Northwest Arkansas is the 22nd fastest-growing area in the U.S., and is consistently ranked as one of the best regions in which to reside in the United States. A critical issue the region now confronts is the availability of quality housing across much of the income spectrum. Yet housing in Northwest Arkansas, like much of the United States, has become bifurcated into two housing types: single-family homes and apartments.
Single-family homes in the U.S. now have a median size of 2,453 square feet and are often isolated from transportation options, making them unattainable for many families. The average size of apartments in the U.S. is less than 900 square feet, making them unlivable for many families.
Attainable housing addresses the needs of households making 60% to 120% of the median income. This demographic group typically doesn’t qualify for government subsidized housing, yet may still struggle to find affordable, available housing options in Northwest Arkansas.

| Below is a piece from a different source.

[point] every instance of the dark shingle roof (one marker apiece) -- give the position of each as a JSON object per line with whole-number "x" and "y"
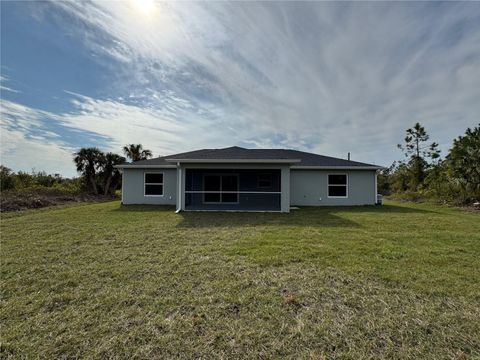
{"x": 238, "y": 153}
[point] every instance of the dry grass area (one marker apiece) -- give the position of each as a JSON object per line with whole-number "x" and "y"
{"x": 104, "y": 281}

Housing Northwest Arkansas presents a 2018 initiative, led by the University of Arkansas’ Fay Jones School of Architecture and Design and made possible by a grant from Walton Family Foundation, exploring optimal approaches to guide the growth of Northwest Arkansas and to maintain the quality of life distinguishing the region, through an in-depth exploration and design of mixed-use, mixed-income attainable housing.
The three-tiered Housing Northwest Arkansas initiative included a design studio focused on students, a regional symposium focused on the community, and a professional design competition. Each of these three components added to the in-depth exploration of national and regional housing issues of design, zoning, finance, city planning, community development, and community education and engagement. Throughout this exploration, the goals remained constant: educating Fay Jones School students, informing the Northwest Arkansas community, and building a better Northwest Arkansas.
The Design Studio engaged students in a collaborative, interdisciplinary study of housing issues, precedents and design proposals that incorporate the social, urban, and architectural agendas into a cohesive whole.
The Regional Symposium brought local and national experts together to address the current state of policy, design and development in a public forum.
The Professional Design Competition invited 25 national and international design practices to present mixed-income and attainable housing solutions for five sites in Bentonville, Arkansas, each seeking to bring their design expertise to bear upon the local challenges, culture, values, and vision of Northwest Arkansas.